This was delivered to Spaatz on 2 June, using not only intelligence on Pantelleria’s defences but also data previously gathered about the effectiveness of various bombs. No one had ever applied this level of number-crunching data analysis to the bombing of a specific target before. Neutralizing strongly prepared defensive positions by air power alone, Zuckerman admitted, had previously been considered next to impossible. ‘In so far as the task has never before been attempted on any large scale,’ he wrote, ‘Operation CORKSCREW thus becomes a test of the tactical possibilities of this form of air attack, and an exercise in the most economical disposal of the available air strength.’17 It was no wonder the Allied commanders were going to follow CORKSCREW with a mixture of excitement and nervous apprehension. It felt, understandably, like a big moment in the Allies’ journey with air power.

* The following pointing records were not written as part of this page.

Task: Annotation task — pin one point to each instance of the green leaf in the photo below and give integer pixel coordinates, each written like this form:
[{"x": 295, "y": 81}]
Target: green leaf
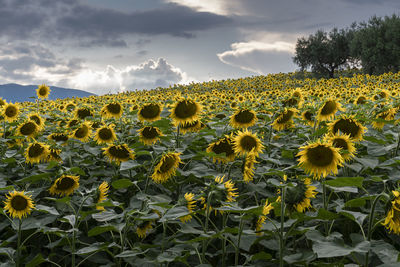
[
  {"x": 101, "y": 229},
  {"x": 121, "y": 183}
]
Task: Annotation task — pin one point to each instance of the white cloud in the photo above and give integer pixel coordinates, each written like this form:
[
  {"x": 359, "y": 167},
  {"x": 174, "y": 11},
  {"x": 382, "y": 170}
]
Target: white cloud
[{"x": 260, "y": 57}]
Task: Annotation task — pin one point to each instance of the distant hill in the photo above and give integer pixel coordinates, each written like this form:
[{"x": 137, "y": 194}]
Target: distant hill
[{"x": 12, "y": 92}]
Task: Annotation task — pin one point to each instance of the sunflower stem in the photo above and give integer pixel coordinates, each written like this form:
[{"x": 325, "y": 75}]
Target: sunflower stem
[{"x": 19, "y": 244}]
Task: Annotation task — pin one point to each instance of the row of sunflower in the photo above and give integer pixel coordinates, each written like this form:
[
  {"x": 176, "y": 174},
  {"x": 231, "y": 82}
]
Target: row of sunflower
[{"x": 231, "y": 172}]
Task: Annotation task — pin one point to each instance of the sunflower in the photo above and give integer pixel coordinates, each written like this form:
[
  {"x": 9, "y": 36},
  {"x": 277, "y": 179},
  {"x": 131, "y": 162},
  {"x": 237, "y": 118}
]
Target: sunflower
[
  {"x": 28, "y": 129},
  {"x": 150, "y": 112},
  {"x": 43, "y": 91},
  {"x": 190, "y": 204},
  {"x": 143, "y": 229},
  {"x": 166, "y": 168},
  {"x": 245, "y": 142},
  {"x": 392, "y": 220},
  {"x": 284, "y": 120},
  {"x": 328, "y": 110},
  {"x": 343, "y": 142},
  {"x": 319, "y": 159},
  {"x": 348, "y": 125},
  {"x": 243, "y": 118},
  {"x": 112, "y": 110},
  {"x": 10, "y": 112},
  {"x": 18, "y": 204},
  {"x": 223, "y": 146},
  {"x": 265, "y": 211},
  {"x": 83, "y": 132},
  {"x": 36, "y": 152},
  {"x": 105, "y": 134},
  {"x": 193, "y": 127},
  {"x": 185, "y": 110},
  {"x": 37, "y": 119},
  {"x": 248, "y": 171},
  {"x": 118, "y": 153},
  {"x": 64, "y": 185},
  {"x": 102, "y": 194}
]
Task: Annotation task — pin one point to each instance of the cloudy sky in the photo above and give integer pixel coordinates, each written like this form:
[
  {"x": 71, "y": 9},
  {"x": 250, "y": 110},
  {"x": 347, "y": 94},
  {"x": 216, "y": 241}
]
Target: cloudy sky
[{"x": 106, "y": 46}]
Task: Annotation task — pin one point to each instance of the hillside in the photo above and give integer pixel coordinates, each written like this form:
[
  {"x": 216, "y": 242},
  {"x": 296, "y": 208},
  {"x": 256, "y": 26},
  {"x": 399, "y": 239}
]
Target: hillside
[{"x": 19, "y": 93}]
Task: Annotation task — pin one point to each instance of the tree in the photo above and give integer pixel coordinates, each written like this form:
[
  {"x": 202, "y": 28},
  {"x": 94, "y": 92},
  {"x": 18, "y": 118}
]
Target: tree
[
  {"x": 377, "y": 44},
  {"x": 324, "y": 52}
]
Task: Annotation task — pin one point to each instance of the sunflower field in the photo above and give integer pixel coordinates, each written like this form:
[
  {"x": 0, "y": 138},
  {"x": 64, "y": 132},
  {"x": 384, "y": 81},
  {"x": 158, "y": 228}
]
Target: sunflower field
[{"x": 260, "y": 171}]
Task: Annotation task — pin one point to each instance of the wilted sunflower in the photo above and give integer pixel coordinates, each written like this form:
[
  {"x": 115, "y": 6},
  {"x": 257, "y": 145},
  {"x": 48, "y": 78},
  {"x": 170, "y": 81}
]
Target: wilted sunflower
[
  {"x": 223, "y": 146},
  {"x": 348, "y": 125},
  {"x": 284, "y": 120},
  {"x": 266, "y": 210},
  {"x": 150, "y": 112},
  {"x": 102, "y": 194},
  {"x": 320, "y": 159},
  {"x": 65, "y": 185},
  {"x": 246, "y": 142},
  {"x": 28, "y": 129},
  {"x": 243, "y": 118},
  {"x": 43, "y": 91},
  {"x": 105, "y": 134},
  {"x": 190, "y": 204},
  {"x": 10, "y": 112},
  {"x": 392, "y": 220},
  {"x": 143, "y": 229},
  {"x": 148, "y": 135},
  {"x": 328, "y": 110},
  {"x": 83, "y": 132},
  {"x": 18, "y": 204},
  {"x": 343, "y": 142},
  {"x": 118, "y": 153},
  {"x": 192, "y": 127},
  {"x": 185, "y": 110},
  {"x": 36, "y": 152},
  {"x": 166, "y": 168},
  {"x": 112, "y": 110}
]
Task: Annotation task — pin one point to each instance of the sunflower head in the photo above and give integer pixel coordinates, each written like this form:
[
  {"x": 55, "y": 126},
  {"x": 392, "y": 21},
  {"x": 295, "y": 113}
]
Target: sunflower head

It was also an operation that required not only strategic bomber forces but also the Coastal Air Force and the medium twin-engine bombers of Coningham’s Tactical Air Force, as well as his fighters for escort duty. The organization and administration of such an operation fell squarely within Air Commodore Tommy Elmhirst’s remit; Coningham had never been one for paperwork, which was why Elmhirst had always been such an invaluable sidekick. Elmhirst, however, had been in Algiers helping to prepare detailed plans for HUSKY. Arriving back at the villa after three weeks away, he was told they were on forty-eight hours’ notice for CORKSCREW. Hurriedly phoning round the bomber wing commanders, he asked whether they had enough bombs and fuel. To a man, they replied that they did not. After managing to secure a loan of a hundred army trucks, he arranged for them to set off at dawn the next morning for their ammunition dumps 50 miles behind the old front line. ‘My situation was saved!’18 recalled Elmhirst. ‘But my staff for once got the rough edge of my tongue.’ Coningham’s and the Tactical Air Force’s blushes had been spared.

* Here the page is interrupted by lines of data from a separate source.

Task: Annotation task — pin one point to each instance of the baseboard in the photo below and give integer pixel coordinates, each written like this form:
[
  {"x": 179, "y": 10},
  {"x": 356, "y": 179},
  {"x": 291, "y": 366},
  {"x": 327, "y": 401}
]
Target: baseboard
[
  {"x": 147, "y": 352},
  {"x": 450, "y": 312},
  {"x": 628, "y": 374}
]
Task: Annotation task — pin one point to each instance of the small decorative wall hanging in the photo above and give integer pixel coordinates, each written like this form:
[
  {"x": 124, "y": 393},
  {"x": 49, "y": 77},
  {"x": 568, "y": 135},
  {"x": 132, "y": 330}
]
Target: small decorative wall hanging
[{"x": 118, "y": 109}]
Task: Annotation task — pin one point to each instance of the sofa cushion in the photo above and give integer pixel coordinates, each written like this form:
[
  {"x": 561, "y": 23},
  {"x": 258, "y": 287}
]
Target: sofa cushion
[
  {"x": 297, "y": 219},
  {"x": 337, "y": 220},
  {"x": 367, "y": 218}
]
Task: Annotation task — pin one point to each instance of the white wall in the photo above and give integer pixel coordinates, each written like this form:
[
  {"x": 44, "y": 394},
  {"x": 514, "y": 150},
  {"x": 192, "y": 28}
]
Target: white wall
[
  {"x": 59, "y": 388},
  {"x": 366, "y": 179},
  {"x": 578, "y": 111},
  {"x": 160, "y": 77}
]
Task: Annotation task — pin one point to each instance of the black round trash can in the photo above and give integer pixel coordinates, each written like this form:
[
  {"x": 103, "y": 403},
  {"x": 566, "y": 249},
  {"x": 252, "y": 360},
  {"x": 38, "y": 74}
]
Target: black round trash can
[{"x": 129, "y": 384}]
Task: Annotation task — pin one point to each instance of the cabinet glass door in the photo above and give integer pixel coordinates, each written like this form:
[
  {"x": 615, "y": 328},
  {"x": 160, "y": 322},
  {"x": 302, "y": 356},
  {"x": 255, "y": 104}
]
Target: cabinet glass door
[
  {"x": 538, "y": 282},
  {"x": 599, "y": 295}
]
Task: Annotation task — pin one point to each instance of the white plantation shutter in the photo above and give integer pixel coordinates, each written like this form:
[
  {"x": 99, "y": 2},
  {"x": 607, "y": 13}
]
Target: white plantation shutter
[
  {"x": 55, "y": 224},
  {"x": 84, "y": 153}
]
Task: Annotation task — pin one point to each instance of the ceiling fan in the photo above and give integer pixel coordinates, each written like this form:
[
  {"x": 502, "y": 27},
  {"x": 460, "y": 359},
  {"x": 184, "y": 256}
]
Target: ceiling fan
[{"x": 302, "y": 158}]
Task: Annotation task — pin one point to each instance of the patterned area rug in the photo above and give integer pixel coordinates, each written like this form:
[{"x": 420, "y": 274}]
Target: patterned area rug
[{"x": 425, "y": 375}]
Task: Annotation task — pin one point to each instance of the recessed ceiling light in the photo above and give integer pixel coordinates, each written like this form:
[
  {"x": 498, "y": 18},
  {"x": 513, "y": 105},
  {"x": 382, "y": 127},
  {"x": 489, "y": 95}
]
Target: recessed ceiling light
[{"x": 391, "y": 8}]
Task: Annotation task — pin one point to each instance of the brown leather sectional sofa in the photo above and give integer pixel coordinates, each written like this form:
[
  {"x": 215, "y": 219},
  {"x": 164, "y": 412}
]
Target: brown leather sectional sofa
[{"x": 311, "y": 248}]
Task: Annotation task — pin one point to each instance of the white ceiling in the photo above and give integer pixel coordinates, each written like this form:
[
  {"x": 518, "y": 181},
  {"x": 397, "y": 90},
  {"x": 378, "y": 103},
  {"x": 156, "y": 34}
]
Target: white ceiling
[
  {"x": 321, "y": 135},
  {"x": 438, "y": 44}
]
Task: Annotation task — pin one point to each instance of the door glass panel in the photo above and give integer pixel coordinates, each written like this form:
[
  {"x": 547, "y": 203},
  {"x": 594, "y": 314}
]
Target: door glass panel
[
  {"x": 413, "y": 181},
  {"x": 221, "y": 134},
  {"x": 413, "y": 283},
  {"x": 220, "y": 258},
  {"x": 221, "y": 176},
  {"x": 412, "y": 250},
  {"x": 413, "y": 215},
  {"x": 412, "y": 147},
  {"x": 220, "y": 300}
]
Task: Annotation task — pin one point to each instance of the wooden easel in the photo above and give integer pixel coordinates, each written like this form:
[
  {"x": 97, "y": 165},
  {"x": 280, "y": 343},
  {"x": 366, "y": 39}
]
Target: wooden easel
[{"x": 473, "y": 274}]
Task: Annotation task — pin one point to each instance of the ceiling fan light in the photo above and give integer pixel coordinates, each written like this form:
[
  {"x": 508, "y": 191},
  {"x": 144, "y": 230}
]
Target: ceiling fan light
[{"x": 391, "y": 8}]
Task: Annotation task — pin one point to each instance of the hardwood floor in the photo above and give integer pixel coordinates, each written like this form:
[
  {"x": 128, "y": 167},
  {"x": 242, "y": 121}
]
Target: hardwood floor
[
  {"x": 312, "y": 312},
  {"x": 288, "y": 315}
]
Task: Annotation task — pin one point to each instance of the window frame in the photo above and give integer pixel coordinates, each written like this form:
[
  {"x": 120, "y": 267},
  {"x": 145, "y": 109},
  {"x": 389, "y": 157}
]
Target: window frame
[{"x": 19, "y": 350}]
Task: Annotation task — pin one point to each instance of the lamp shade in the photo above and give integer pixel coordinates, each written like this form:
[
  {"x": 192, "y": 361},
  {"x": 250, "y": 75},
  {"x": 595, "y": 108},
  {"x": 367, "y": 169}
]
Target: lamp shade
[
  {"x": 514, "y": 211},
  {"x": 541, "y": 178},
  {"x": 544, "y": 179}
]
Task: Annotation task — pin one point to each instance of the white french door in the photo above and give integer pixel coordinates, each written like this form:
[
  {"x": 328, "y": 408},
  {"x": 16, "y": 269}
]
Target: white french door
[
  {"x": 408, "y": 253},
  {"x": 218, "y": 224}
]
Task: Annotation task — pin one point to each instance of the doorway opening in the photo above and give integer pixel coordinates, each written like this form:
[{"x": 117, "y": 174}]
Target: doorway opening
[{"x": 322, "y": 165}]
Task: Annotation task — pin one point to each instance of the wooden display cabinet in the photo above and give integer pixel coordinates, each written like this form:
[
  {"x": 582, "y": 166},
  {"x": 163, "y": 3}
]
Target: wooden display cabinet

With a naval blockade of the island already in place, bombers had already begun to strike before Zuckerman had delivered his detailed plan to Spaatz. Heavy bombers flew over the island on 1 June. Also flying that day were the 99th Fighter Squadron, the first all-black air unit to see action in the war. Racial segregation was still a feature of the US armed forces, although a growing number of more enlightened senior commanders, not least Tooey Spaatz, were working to use African-American troops at the front line. Spaatz had inspected the 99th FS at Oujda in Morocco on 19 May, meeting the men and talking with their commander, Lieutenant-Colonel Benjamin O. Davis, the son of the first black US general. ‘Lieutenant-Colonel Davis impressed me most favourably,’ he noted in his diary, ‘both in appearance and intelligence.’19 Colonel Davis was remarkable for having graduated from West Point despite suffering four years of racism and silent treatment, largely shunned by his contemporaries. Indeed, all the men in the 99th Fighter Squadron were impressive because all had had to overcome so much to be there.